Erdös não tinha casa nem bens. Suas posses eram duas bolsas de mão, uma para carregar roupas e a outra, publicações matemáticas. Vivia de conferência em conferência, visitando universidades. Era hospedado pelos amigos, responsáveis por todos os aspectos práticos da vida do matemático, do imposto de renda à comida. O dinheiro que recebia, inclusive milhares de dólares dos prêmios, doava para quem julgasse que faria melhor proveito.

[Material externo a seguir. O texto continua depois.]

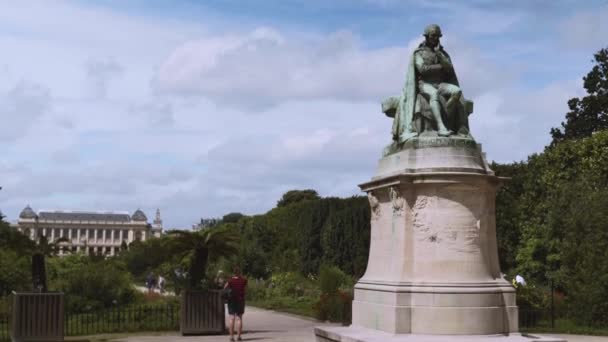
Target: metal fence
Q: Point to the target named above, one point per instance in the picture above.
(113, 320)
(4, 335)
(124, 319)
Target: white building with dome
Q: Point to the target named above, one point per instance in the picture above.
(99, 232)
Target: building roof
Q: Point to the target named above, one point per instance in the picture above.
(27, 213)
(65, 215)
(139, 215)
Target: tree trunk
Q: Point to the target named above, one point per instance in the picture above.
(39, 273)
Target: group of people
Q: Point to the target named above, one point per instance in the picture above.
(153, 282)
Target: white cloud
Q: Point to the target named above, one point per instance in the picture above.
(264, 68)
(21, 108)
(586, 29)
(100, 72)
(200, 121)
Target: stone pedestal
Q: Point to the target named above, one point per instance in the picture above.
(433, 263)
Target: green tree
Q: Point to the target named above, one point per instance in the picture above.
(92, 283)
(201, 247)
(41, 250)
(295, 196)
(589, 114)
(232, 217)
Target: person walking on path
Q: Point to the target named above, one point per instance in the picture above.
(150, 282)
(236, 302)
(161, 284)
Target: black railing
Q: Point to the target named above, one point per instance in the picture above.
(124, 319)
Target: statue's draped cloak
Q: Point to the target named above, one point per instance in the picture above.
(408, 106)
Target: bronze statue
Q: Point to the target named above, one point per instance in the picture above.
(432, 100)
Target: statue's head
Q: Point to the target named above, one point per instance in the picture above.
(432, 33)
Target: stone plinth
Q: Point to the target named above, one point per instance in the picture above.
(433, 262)
(352, 334)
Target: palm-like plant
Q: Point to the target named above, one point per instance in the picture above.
(202, 247)
(40, 251)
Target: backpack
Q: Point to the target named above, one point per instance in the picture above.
(227, 294)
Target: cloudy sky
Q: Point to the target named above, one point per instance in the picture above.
(201, 108)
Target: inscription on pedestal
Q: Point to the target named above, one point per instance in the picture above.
(397, 201)
(374, 204)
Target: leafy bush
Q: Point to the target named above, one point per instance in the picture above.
(335, 301)
(334, 307)
(91, 284)
(14, 272)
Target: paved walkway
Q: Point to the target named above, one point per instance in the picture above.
(259, 325)
(264, 325)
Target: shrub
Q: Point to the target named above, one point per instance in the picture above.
(331, 279)
(334, 307)
(91, 284)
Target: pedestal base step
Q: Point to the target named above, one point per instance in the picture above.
(356, 334)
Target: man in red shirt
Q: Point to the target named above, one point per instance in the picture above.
(236, 303)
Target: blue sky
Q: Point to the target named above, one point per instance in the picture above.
(201, 108)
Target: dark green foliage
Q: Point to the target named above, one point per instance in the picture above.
(589, 114)
(232, 218)
(14, 272)
(508, 203)
(345, 236)
(301, 236)
(143, 257)
(296, 196)
(202, 247)
(42, 249)
(91, 283)
(331, 279)
(14, 259)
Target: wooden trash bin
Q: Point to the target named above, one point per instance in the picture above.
(36, 316)
(202, 312)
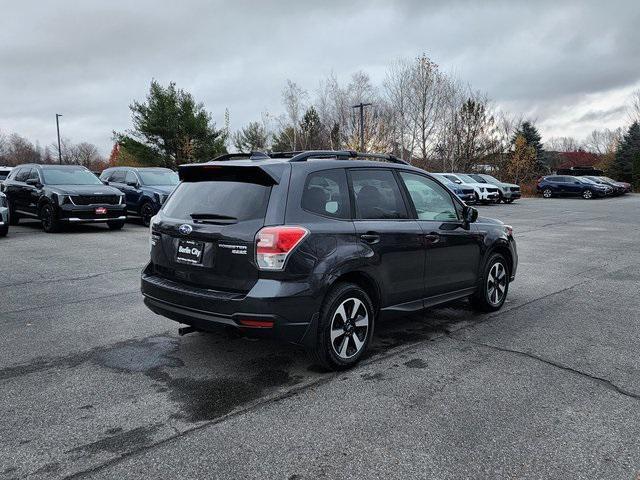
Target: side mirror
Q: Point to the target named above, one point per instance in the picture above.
(469, 214)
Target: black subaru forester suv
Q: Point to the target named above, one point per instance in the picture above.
(314, 248)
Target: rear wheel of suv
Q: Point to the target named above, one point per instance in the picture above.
(50, 222)
(115, 225)
(345, 327)
(495, 285)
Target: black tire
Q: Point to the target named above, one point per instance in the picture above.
(49, 219)
(14, 217)
(146, 212)
(488, 297)
(115, 225)
(327, 351)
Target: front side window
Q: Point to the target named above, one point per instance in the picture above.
(117, 176)
(22, 174)
(69, 176)
(377, 195)
(326, 193)
(131, 178)
(432, 201)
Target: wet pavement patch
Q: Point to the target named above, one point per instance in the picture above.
(208, 399)
(148, 354)
(416, 363)
(120, 442)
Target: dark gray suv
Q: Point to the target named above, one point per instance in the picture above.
(315, 247)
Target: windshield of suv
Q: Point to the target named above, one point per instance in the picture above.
(218, 201)
(466, 178)
(69, 176)
(478, 178)
(587, 180)
(158, 178)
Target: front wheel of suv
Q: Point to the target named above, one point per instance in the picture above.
(345, 327)
(50, 222)
(495, 285)
(14, 217)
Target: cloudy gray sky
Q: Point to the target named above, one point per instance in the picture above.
(571, 65)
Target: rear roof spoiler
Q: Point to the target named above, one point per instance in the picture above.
(202, 172)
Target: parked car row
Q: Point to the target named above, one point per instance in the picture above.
(58, 195)
(587, 187)
(482, 188)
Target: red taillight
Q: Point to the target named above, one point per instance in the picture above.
(273, 245)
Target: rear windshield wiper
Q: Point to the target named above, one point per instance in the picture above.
(213, 218)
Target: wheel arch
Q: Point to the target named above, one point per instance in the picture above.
(364, 281)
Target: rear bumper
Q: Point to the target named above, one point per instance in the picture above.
(275, 309)
(87, 214)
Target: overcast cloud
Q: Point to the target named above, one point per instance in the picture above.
(569, 65)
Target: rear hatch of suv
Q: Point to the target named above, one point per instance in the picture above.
(204, 235)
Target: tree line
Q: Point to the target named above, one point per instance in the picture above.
(418, 112)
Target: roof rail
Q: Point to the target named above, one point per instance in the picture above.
(249, 155)
(341, 155)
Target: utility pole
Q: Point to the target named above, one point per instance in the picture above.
(58, 128)
(361, 107)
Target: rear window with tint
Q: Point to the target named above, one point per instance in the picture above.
(234, 200)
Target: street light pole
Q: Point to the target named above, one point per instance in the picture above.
(361, 107)
(58, 128)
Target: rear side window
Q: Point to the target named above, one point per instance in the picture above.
(226, 201)
(377, 195)
(326, 193)
(117, 176)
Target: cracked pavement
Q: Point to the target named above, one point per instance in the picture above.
(96, 386)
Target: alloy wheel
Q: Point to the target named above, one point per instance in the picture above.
(496, 283)
(349, 328)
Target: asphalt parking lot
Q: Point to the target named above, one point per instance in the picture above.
(96, 386)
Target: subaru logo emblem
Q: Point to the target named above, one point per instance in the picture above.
(185, 229)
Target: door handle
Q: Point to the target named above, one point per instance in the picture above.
(432, 238)
(370, 237)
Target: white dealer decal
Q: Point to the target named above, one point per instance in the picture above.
(235, 249)
(189, 250)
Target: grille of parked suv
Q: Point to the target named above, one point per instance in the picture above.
(95, 199)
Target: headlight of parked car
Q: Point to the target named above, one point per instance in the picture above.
(64, 200)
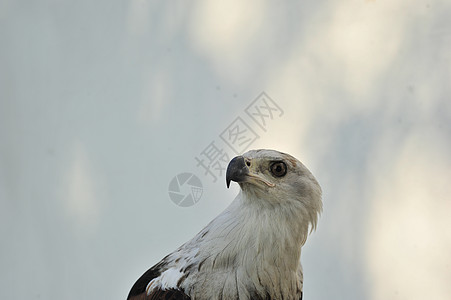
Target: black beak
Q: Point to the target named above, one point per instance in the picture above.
(236, 170)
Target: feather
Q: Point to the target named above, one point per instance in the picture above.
(252, 249)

Descobri essa figura única, que morreu em 1996, aos 83 anos, por conta do fascínio e da estranheza que causou a mim, representante do mundo das palavras, uma das suas crenças _ “O Livro”, publicação composta por todos (todos!) os teoremas da Matemática. Para cada um, segundo O Livro, haveria apenas uma prova, a resolução mais elegante e correta para o respectivo problema. Imaginou? (Se alguém souber mais sobre tal assunto, por favor, me avise. Minha curiosidade vai às alturas com essa história.)
Ao fim das contas, porém, o que me cativou na vida desse matemático singular foi o depoimento de um amigo dele, Richard K. Guy:
“Meu maior débito a Erdös vem de uma conversa 30 anos atrás, no Hotel Parco dei Principi em Roma. Ele veio a mim e me surpreendeu com um convite ‘Guy, vamos tomar um café?’. Eu não bebo muito café, mas fiquei intrigado porque o grande homem tinha me escolhido. Quando chegamos ao café, Paul disse-me :
‘Guy, você é infinitamente rico, me empresta $100?’
Fiquei impressionado, não apenas pelo pedido, minha maior surpresa foi a capacidade de satisfazê- lo. Desde esse dia, entendi que sou infinitamente rico; não apenas no plano material, no sentido de que tenho tudo o que preciso, mas infinitamente rico em espírito, em ter a matemática, em ter conhecido Erdös.”
Não é preciso muito para ver que Guy tinha razão.
PS: Os trechos acima foram retirados de traduções feitas por André Kauffman. Um primor.
PS2: O post é para você, Yara, outra “geninha” do Leste Europeu com coração de ouro. Um beijo grande e carinhoso.